- Theatrical release poster
- Directed by: Marcel Pagnol
- Screenplay by: Marcel Pagnol
- Based on: Letters from My Windmill by Alphonse Daudet
- Produced by: Marcel Pagnol
- Cinematography: Willy Faktorovitch
- Edited by: Monique Lacombe Jeanne Rongier Jacqueline Baltez
- Music by: Henri Tomasi
- Release date: 5 November 1954;
- Running time: 160 minutes
- Country: France
- Language: French

= Letters from My Windmill (film) =

Letters from My Windmill (Les lettres de mon moulin) is a 1954 French comedy-drama film directed by Marcel Pagnol, starring Rellys, Robert Vattier, Fernand Sardou and Édouard Delmont. Set in the countryside of Provence, the film is based on three tales from Alphonse Daudet's 1869 short story collection Letters from My Windmill: "The Three Low Masses", "The Elixir of Father Gaucher" and "The Secret of Master Cornille". It premiered on 5 November 1954 and had 2,399,645 admissions in France.

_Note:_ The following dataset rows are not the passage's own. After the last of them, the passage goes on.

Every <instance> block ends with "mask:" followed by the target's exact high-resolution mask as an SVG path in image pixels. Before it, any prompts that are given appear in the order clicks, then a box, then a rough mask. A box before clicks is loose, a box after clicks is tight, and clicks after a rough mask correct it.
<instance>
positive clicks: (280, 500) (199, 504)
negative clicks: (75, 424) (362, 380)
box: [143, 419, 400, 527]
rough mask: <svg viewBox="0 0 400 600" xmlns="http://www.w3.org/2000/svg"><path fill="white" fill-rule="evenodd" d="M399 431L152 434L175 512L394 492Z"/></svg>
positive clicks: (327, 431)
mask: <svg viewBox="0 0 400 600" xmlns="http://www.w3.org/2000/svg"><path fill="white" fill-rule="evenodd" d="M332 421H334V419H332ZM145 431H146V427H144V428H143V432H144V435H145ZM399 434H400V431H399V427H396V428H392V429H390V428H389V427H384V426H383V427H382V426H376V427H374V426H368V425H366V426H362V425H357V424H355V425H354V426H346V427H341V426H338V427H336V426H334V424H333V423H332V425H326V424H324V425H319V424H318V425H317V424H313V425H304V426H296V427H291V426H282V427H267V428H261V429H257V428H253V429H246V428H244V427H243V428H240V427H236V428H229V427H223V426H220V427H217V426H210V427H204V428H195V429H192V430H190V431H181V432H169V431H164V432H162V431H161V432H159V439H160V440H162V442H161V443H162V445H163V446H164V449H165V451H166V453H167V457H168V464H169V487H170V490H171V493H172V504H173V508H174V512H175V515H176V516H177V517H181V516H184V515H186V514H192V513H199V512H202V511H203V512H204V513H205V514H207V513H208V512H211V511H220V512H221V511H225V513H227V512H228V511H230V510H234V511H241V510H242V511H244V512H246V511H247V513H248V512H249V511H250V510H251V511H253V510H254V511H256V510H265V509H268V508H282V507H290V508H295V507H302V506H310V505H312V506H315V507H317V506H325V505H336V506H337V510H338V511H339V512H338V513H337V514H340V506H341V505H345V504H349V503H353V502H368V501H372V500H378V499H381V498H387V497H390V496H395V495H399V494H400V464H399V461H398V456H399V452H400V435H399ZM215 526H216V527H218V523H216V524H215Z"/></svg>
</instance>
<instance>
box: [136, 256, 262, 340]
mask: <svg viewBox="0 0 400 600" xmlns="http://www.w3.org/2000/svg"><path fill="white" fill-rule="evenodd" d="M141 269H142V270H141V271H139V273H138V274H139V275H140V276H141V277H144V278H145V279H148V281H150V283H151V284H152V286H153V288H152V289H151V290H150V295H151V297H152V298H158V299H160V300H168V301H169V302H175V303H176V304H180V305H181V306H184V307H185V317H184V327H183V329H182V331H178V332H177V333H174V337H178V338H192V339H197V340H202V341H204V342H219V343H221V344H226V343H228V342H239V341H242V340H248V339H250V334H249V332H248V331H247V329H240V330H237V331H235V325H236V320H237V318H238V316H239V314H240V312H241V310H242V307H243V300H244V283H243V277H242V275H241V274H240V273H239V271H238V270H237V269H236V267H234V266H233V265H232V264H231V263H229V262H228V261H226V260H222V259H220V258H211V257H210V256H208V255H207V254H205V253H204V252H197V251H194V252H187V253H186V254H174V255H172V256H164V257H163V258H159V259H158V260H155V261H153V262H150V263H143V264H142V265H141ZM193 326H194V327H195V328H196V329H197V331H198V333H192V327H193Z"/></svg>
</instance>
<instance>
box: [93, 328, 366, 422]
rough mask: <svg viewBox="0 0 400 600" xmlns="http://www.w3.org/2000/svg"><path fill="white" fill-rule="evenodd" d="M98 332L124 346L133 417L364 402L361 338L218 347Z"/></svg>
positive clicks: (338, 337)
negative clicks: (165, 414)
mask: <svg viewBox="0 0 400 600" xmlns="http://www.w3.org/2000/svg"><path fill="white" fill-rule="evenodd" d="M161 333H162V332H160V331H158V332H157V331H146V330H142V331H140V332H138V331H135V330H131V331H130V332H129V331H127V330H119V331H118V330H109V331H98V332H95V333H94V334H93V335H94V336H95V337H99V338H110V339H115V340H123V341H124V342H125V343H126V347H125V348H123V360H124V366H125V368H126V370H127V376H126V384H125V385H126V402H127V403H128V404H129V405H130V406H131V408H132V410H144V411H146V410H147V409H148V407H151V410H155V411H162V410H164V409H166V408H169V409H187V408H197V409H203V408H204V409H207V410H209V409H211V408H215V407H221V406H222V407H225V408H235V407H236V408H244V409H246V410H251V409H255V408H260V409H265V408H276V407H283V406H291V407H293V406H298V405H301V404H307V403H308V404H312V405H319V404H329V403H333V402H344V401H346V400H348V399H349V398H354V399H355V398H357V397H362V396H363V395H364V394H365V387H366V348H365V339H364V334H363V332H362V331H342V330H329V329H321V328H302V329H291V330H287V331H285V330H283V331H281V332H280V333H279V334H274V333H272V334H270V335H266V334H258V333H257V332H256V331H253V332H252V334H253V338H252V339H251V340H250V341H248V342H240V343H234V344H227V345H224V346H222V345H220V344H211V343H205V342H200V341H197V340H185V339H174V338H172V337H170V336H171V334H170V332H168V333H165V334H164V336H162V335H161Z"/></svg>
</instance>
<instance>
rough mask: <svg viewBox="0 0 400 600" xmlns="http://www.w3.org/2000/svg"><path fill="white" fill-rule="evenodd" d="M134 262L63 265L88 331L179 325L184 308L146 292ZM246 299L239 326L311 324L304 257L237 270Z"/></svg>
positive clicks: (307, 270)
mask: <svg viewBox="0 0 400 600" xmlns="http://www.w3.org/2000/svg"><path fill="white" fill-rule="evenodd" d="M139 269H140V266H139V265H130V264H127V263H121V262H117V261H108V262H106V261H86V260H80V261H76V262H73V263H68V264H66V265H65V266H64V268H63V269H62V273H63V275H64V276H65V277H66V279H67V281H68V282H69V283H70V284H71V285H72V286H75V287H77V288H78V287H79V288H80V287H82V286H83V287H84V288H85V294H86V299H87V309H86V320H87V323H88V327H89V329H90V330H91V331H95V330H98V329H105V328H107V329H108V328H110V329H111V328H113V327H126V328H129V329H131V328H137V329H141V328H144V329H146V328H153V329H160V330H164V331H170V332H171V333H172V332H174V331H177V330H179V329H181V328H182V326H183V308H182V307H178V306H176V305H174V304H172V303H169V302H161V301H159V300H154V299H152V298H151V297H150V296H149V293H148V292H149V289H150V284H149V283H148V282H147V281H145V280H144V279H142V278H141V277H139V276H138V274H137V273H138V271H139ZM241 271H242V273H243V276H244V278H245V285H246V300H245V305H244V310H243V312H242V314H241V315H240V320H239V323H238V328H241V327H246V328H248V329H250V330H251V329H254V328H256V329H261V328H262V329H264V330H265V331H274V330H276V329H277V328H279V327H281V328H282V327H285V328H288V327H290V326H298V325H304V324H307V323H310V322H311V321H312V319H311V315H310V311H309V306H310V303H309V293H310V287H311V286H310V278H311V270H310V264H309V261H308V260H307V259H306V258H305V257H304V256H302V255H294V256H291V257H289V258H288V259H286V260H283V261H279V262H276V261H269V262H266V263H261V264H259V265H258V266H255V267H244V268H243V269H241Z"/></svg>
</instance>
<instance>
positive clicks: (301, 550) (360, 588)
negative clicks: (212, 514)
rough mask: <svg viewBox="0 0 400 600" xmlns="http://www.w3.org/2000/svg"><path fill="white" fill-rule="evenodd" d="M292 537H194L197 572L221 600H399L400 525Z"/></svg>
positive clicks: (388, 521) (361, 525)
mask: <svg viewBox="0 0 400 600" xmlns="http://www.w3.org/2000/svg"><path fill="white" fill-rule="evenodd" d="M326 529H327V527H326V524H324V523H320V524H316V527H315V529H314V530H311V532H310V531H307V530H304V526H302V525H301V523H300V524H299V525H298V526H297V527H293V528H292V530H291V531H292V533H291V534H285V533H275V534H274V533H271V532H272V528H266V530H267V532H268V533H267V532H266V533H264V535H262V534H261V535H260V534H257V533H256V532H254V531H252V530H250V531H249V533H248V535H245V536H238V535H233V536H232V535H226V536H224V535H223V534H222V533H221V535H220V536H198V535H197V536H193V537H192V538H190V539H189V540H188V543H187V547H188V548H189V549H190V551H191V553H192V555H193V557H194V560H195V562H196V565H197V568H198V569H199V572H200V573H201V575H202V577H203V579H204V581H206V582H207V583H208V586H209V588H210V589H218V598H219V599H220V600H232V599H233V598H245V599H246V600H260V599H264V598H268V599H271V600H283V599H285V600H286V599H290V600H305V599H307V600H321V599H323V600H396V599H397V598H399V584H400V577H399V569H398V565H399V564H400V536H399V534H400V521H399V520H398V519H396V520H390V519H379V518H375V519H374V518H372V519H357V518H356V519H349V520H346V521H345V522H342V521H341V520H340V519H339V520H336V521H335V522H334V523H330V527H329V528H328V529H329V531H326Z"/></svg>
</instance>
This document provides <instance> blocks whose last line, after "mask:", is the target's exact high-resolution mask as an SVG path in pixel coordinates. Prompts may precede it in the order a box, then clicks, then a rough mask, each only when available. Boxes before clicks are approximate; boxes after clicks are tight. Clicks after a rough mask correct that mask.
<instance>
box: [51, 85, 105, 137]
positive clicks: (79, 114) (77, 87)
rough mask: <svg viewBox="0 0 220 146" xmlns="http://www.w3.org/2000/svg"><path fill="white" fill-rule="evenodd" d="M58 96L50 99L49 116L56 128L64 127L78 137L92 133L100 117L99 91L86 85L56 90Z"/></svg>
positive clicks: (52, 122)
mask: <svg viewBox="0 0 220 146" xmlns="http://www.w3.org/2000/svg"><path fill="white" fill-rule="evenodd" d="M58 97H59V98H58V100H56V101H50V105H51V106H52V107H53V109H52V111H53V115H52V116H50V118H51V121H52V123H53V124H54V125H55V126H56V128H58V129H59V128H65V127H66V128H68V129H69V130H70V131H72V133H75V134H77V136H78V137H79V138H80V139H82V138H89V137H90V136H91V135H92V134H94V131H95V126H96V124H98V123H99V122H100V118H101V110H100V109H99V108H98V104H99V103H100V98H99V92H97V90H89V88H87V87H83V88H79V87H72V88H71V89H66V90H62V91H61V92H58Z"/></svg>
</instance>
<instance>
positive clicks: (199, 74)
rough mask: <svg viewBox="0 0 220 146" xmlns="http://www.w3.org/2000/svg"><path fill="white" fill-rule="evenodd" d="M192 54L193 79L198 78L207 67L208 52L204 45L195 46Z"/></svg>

In 1968 Pagnol made a television film based on another story from the same collection, Le curé de Cucugnan. Roger Crouzet was hired again and reprised his role as Daudet from Letters from My Windmill.

==Cast==
- Prologue
- Henri Crémieux as Honarat Grapazzi
- Roger Crouzet as Alphonse Daudet
- Cambis as Seguin
- "The Three Low Masses"
- Henri Vilbert as Dom Balaguere
- Marcel Daxely as Garrigou
- Yvonne Gamy as The Old Woman
- Keller as The Marquis
- René Sarvil as The Chef
- "The Elixir of Father Gaucher"
- Rellys as Father Gaucher
- Robert Vattier as The Abbot
- Christian Lude as Father Sylvestre
- Fernand Sardou as M. Charnigue, apothecary
- "The Secret of Master Cornille"
- Édouard Delmont as Master Cornille
- Roger Crouzet as Alphonse Daudet
- Pierrette Bruno as Vivette

==Critical reception==
Bosley Crowther of The New York Times wrote: "Like everything done by M. Pagnol, this collection of three little tales is full of the meat of human characters and the wine of the land from which they spring. It is spiced with the sharp and earthy humor that M. Pagnol has distilled from his long association with the Frenchmen who draw their life from her bare and rolling hills. And because of the way he shoots his pictures, in the buildings, streets and country of Provence, it has an air of authenticity about it that makes one feel an immediate participant in his scenes."

Brett Bowles, an associate professor of French at Indiana University, called it "incongruously burlesque."